The identification of the exact cell of origin of newborn neurons in the adult hypothalamus is still a debated issue. Indeed, different studies have reported either β-tanycytes or α-tanycytes as the sole hypothalamic NPC population. Nevertheless, it cannot be excluded that, depending on the age, different tanycyte subclasses might act as NPCs (Lee et al., 2012; Haan et al., 2013; Robins et al., 2013). Indeed, while β2-tanycytes have been shown to proliferate and generate a considerable amount of neurons involved in metabolism balance during juvenile period (Lee et al., 2012; Haan et al., 2013), their rate of proliferation substantially declines in adulthood. In this view, β2-tanycytes might represent transient hypothalamic NPCs, later replaced by α2-tanycytes. Also, it can be hypothesized that β-tanycytes and α-tanycytes rather than representing distinct NPC populations, might be one the progenitor of the other. To this regard, Placzek’s group reported that α2-tanycytes proliferate extensively starting from the second month of life and are able to give rise to neurons, astrocytes and other tanycyte subtypes, representing the truly adult hypothalamic NPCs (Robins et al., 2013). In support of this hypothesis, α2-tanycytes have been shown to generate β-tanycytes in vivo. Also, it is worth noting that only α2-tanycytes isolated from the adult hypothalamus can generate expandable neurospheres in vitro, indicating the unlimited self-renewal ability typical of NPCs. On the contrary, α1-tanycytes and β2-tanycytes exhibit limited and none proliferative capacity, respectively (Robins et al., 2013). Other studies have reported that also the hypothalamic parenchyma harbors potential NPCs (Kokoeva et al., 2007; Li et al., 2012; Haan et al., 2013) thus raising the possibility that a variety of NPC subsets with different function might coexist. To further complicate the scene, a variety of signaling molecules have been linked to modulation of NPCs proliferation by acting in different hypothalamic districts. For instance, BDNF increases cell proliferation in the PVN (Pencea et al., 2001), while fibroblast growth factor-2 (FGF-2) and ciliary neurotrophic factor (CNTF) act within the ARN (Pierce and Xu, 2010).

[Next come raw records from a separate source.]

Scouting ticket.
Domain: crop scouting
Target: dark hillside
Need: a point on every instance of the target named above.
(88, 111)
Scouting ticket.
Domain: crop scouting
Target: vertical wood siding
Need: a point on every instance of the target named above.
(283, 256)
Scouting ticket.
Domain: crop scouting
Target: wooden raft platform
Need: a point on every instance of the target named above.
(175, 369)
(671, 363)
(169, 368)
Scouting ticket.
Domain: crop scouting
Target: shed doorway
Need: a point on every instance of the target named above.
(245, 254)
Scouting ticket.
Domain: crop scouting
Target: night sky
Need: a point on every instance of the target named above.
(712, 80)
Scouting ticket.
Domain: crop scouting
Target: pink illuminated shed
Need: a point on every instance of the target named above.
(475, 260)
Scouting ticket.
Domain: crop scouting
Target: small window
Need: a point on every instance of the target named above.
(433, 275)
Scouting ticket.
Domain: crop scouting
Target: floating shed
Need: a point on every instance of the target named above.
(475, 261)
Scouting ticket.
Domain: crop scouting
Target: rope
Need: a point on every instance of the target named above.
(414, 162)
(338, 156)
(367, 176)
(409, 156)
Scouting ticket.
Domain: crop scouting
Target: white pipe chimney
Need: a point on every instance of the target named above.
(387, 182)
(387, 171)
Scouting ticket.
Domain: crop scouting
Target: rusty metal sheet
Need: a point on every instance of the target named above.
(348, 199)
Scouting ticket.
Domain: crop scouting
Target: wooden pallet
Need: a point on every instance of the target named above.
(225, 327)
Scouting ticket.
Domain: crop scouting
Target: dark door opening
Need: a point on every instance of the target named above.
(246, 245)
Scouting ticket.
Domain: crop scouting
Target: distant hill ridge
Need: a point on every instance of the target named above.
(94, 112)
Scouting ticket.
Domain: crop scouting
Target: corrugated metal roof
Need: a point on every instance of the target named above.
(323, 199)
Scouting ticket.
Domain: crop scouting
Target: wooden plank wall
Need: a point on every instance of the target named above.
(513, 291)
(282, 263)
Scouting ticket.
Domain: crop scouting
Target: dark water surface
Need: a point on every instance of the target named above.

Damages to homeostatic components, depending on locations in the brain, may lead to impaired neurogenesis, neurodegeneration, cognitive dysfunctions and energy imbalance. The hypothalamus, in particular, controls many functions of the endocrine system and it is itself a target of several circulating hormones that characterize feedback’s control mechanisms. It is also known that during puberty neurogenesis occurs in rodents in a sexually dimorphic pattern in hypothalamic regions that control sexual behavior (Ahmed et al., 2008). Removal of gonadal hormones before puberty eliminates sex differences, indicating that gonadal steroids direct the addition of new cells during puberty to maintain and accentuate sexual dimorphisms in the adult brain. Recently, a sex dimorphism has been reported in the modulation of neurogenesis linked to metabolic modifications (Lee et al., 2014) (see below).

The identification of a significant neurogenic activity in postnatal and adult hypothalamus has opened many insights on its physiological and/or pathological significance. However, many aspects still remain to be unveiled, such as the precise rate of hypothalamic neurogenesis in adult human brain. Also, further genetic and functional studies are required to better understand the whole process and how its deregulation might directly contribute to hypothalamus-relevant pathogenesis. Development of in vitro hypothalamic NPCs and NSCs systems are also envisaged to clarify the molecular mechanisms regulating their in vivo expansion and differentiation into specific hypothalamic neuronal subpopulations and to open to potential future regenerative applications. It can be anticipated that a better understanding of the hypothalamic neurogenesis will not only contribute to explore this phenomenon in humans, but will also be pivotal to improve current pharmacological approaches for many challenging pathologies.

The authors declare that the research was conducted in the absence of any commercial or financial relationships that could be construed as a potential conflict of interest.